For each \(j \in J\), \(s^j \in \cup_{l_j \in L_j} S_{j, l_j}\), so, \(s^j \in S_{j, l_j}\) for an \(l_j \in L_j\).
There is an \(f \in \times_{j \in J} L_j\) such that \(f (j) = l_j\) for each \(j \in J\).
\(s \in \times_{j \in J} S_{j, f (j)}\).
So, \(s \in \cup_{f \in \times_{j \in J} L_j} \times_{j \in J} S_{j, f (j)}\).
So, \(\times_{j \in J} \cup_{l_j \in L_j} S_{j, l_j} \subseteq \cup_{f \in \times_{j \in J} L_j} \times_{j \in J} S_{j, f (j)}\).
Step 2:
Let \(s \in \cup_{f \in \times_{j \in J} L_j} \times_{j \in J} S_{j, f (j)}\) be any.
\(s \in \times_{j \in J} S_{j, f (j)}\) for an \(f \in \times_{j \in J} L_j\).
For each \(j \in J\), \(s^j \in S_{j, f (j)}\).
As \(f (j) \in L_j\), \(s^j \in \cup_{l_j \in L_j} S_{j, l_j}\).
So, \(s \in \times_{j \in J} \cup_{l_j \in L_j} S_{j, l_j}\).
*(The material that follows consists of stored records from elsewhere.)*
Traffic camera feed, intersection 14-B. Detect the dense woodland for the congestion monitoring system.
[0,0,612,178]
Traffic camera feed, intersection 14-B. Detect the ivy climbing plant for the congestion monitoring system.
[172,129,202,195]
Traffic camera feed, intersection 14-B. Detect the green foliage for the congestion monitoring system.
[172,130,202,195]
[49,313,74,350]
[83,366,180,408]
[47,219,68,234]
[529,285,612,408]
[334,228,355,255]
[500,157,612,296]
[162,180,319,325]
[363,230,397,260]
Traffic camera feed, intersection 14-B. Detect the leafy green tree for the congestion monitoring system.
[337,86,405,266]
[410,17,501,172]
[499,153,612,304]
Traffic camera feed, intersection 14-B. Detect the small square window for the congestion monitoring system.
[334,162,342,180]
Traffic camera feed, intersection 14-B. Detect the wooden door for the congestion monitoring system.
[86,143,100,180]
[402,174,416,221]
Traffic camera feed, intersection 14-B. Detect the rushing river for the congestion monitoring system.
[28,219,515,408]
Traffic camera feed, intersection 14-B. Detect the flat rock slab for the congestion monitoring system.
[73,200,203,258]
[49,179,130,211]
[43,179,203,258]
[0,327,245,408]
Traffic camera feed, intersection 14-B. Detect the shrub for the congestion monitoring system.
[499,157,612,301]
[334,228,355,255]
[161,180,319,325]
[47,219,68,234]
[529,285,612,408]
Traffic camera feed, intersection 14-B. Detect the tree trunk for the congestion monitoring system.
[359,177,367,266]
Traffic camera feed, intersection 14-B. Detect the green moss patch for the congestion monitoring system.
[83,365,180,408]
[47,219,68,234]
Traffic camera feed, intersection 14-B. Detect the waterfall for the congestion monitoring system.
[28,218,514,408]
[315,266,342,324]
So, \(\cup_{f \in \times_{j \in J} L_j} \times_{j \in J} S_{j, f (j)} \subseteq \times_{j \in J} \cup_{l_j \in L_j} S_{j, l_j}\).
Step 3:
So, \(\times_{j \in J} \cup_{l_j \in L_j} S_{j, l_j} = \cup_{f \in \times_{j \in J} L_j} \times_{j \in J} S_{j, f (j)}\).